Station 5

Trauernder Engel

Der „Trauernde Engel“ am Kirchplatz


Der „Trauernde Engel“, den Jakob Gliber als Grabdenkmal für das Familiengrab Gliber/Kircher geschaffen hatte, galt als verschollen. Angeblich war er, wie 2 andere Grabdenkmäler von Gliber, beim Abbruch der alten nordwestlichen Friedhofsmauer mit den Arkaden zerstört worden.

Im  Zuge der Nachforschungen für die Gedächtnisausstellung 2018 „Jakob Gliber – Bildhauer und Nationalsänger – Stationen eines langen Künstlerlebens“ – eigentlich hätte sie schon 2017 zum 100sten Todestag des Künstlers stattfinden sollen, wurde aber, als immer mehr vom Nachlass zu Tage kam, um ein Jahr verschoben – wurde sie am Dachboden des Kircherhofes aufgefunden.
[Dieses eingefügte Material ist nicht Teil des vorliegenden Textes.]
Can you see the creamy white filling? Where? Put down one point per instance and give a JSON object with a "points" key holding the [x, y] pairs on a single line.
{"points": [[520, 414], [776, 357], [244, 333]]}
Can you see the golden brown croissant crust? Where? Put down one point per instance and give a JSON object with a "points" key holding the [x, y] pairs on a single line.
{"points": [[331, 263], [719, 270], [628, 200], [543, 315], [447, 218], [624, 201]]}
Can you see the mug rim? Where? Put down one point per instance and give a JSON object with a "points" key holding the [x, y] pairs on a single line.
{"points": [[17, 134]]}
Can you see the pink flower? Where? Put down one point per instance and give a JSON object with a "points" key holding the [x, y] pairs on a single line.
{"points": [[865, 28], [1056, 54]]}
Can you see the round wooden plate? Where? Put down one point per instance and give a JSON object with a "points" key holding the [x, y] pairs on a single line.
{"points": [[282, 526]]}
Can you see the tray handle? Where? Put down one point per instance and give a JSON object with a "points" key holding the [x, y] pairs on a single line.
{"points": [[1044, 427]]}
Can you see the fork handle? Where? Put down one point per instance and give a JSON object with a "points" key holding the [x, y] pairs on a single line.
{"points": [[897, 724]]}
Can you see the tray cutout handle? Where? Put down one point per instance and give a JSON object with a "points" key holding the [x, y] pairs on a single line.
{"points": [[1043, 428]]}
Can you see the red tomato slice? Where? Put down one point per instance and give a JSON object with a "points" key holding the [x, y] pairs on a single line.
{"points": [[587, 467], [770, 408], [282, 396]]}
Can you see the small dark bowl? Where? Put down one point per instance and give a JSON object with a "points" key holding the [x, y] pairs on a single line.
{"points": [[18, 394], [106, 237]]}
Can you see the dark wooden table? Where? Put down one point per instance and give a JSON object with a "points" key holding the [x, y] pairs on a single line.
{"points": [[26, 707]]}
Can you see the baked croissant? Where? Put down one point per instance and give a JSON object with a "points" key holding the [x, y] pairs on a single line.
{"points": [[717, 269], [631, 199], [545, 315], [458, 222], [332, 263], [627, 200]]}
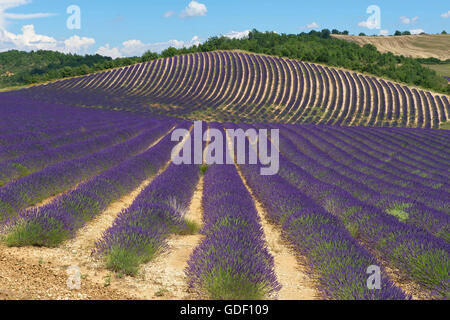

Herr Peter Unterweger hatte sie, wie die anderen am Dachboden schutzlos gelagerten Modelle, meist aus Gips, gewissermaßen „notverpackt“. 

Zustand bei Auffindung:

Trauernder Engel

Trauernder Engel

Nach der ersten Reinigung:

Rechts  die Fehlstelle, verursacht wohl durch das überhastete Entfernen des Reliefs aus der Arkade des Familiengrabes Kircher  kurz vor dem Abbruch der Arkadenmauer. 

 

 

Der „Trauernde Engel“ wurde von Bildhauer Lukas Fuetsch, Enkel von Prof. Gottfried Fuetsch, in Virgen restauriert.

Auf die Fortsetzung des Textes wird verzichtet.